Three key design decisions:

**Daemon thread + ContextVar** — the consumer thread won't block process exit, and ContextVar means concurrent async sessions never bleed into each other. Both are patterns copied from production-proven SDKs.
**Fail-silent everywhere** — every external path (enqueue, HTTP, instrumentation patch, before_send hook) is wrapped in try/except. The SDK's contract: it will never raise into the host application.
**enabled=False is a true no-op** — when disabled, no thread is started, no queue is created, all capture calls return immediately. Safe to leave instrumentation in production code and toggle off via SENTIZ_ENABLED=false.


Root level — just pyproject.toml. Everything else lives inside the sentiz/ package.
sentiz/ — five layers:
__init__.py + client.py are the public surface. Everything else is an implementation detail. Users only ever touch what's in __init__.py.
config.py / models.py / context.py are the data layer — configuration, Pydantic wire-format models, and ContextVar-based session propagation.
masking.py / costs.py / utils.py are standalone utilities — no cross-dependencies, easy to unit test in isolation.
transport/ is the reliability layer — queue.py owns the in-memory buffer and atexit hook, consumer.py is the background daemon thread that drains it with retry, http.py is the thin httpx wrapper that does the actual POST.
integrations/ is the zero-code-change layer — openai.py and anthropic.py monkey-patch those SDKs on init, langchain/handler.py implements BaseCallbackHandler for chain/LLM/tool/agent events.
Dependency direction: integrations → client → transport → http.

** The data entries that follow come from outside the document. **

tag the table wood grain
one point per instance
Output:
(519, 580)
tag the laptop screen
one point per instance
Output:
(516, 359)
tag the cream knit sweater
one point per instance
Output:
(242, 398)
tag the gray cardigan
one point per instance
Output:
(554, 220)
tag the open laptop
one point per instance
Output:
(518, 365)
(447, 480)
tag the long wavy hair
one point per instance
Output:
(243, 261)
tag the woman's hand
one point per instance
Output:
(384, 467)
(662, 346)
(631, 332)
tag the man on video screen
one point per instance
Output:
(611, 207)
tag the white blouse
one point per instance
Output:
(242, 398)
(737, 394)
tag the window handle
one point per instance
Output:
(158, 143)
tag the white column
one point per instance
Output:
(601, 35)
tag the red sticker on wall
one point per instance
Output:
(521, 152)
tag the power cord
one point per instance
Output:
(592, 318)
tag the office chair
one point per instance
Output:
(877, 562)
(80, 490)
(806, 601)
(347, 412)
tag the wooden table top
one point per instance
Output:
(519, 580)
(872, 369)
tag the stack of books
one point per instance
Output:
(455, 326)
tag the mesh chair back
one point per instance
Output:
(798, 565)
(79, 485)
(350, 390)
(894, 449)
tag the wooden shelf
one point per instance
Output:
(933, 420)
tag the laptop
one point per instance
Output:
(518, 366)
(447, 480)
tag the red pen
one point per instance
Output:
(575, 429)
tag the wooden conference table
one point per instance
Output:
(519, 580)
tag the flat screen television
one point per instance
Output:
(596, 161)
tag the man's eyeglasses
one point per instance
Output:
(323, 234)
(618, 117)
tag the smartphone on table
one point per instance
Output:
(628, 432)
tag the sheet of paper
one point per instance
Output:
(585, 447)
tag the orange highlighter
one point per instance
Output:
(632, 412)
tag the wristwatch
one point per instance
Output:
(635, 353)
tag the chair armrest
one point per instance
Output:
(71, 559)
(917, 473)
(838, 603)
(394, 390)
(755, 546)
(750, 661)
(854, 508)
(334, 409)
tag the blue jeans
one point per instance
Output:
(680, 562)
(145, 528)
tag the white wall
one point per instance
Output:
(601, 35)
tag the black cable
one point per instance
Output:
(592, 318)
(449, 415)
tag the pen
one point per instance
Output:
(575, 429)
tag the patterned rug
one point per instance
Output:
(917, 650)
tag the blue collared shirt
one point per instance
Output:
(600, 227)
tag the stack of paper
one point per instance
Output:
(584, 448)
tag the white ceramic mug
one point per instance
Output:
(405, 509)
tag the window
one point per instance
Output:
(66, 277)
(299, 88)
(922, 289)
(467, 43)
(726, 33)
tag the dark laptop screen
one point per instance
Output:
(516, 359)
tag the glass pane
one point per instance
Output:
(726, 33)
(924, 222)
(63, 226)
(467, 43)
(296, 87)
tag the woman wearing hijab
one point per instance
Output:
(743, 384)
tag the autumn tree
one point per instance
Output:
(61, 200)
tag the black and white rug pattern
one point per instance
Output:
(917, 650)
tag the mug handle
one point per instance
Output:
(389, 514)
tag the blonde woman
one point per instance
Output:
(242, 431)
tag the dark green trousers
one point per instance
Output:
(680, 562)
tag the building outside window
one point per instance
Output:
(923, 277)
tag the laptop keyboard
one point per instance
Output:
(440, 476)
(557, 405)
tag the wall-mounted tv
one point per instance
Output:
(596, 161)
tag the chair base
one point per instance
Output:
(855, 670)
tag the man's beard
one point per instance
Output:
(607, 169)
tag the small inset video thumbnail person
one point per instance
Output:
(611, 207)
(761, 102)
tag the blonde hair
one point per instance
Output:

The masking, costs, context, and utils modules are leaves with no upward dependencies — any layer can use them without creating cycles.integrations/mcp/__init__.py --> Clean exports: SentizMcpClientMiddleware, instrument_mcp_server, mcp_tool, patch_mcp_client
integrations/mcp/client.py --> SentizMcpClientMiddleware wraps mcp.ClientSession — traces every call_tool() as a SpanKind.MCP span + McpCallEvent; captures server name/version from initialize(); patch_mcp_client() for global auto-patch
integrations/mcp/server.py --> instrument_mcp_server() patches FastMCP (_tool_manager) and low-level mcp.Server; traces every tool execution as SpanKind.MCP_SERVER span
integrations/mcp/decorators.py --> @mcp_tool per-function decorator; auto-detects sync vs async; captures args (PII-masked), result, and errors


**v0.2.0 additions:**
- MCP instrumentation: SpanKind.MCP + SpanKind.MCP_SERVER added to models; McpTransport enum (stdio/sse/http); McpCallEvent dedicated wire type
- client.capture_mcp_call() — explicit API consistent with capture_tool_call / capture_llm_call
- sentiz.capture_mcp_call() — global proxy
- Install with: pip install "sentiz[mcp]"


To publish to Artifactory:
--------------------------
# One-time setup
cp .pypirc.template ~/.pypirc
# Edit ~/.pypirc with your Artifactory URL and credentials

# Build and publish
make publish-artifactory

# Or in CI/CD (no ~/.pypirc needed)
TWINE_REPOSITORY_URL=https://company.jfrog.io/artifactory/api/pypi/sentiz/
TWINE_USERNAME=ci-user
TWINE_PASSWORD=api-key
make publish-ci


Filling Template Files:
-----------------------
 A few notes on filling these in:
.pypirc.template — copy to ~/.pypirc (never commit the filled-in version to git). Replace:

YOUR-COMPANY — your JFrog subdomain (e.g. acme)
YOUR-PYPI-REPO — the name of your PyPI virtual or local repo in Artifactory (e.g. sentiz-pypi)
YOUR-ARTIFACTORY-USERNAME — your Artifactory username or service account
YOUR-ARTIFACTORY-API-KEY-OR-TOKEN — your Artifactory API key or identity token (found under your Artifactory profile → API Key)

pip.conf.template — copy to ~/.config/pip/pip.conf on Linux/Mac, or %APPDATA%\pip\pip.ini on Windows. 
The extra-index-url = https://pypi.org/simple/ line is important — it means pip falls back to public PyPI for packages not in your Artifactory repo (like httpx, pydantic, etc.). 
Without it, installing sentiz[openai] would fail to resolve openai from Artifactory unless you also mirror it there.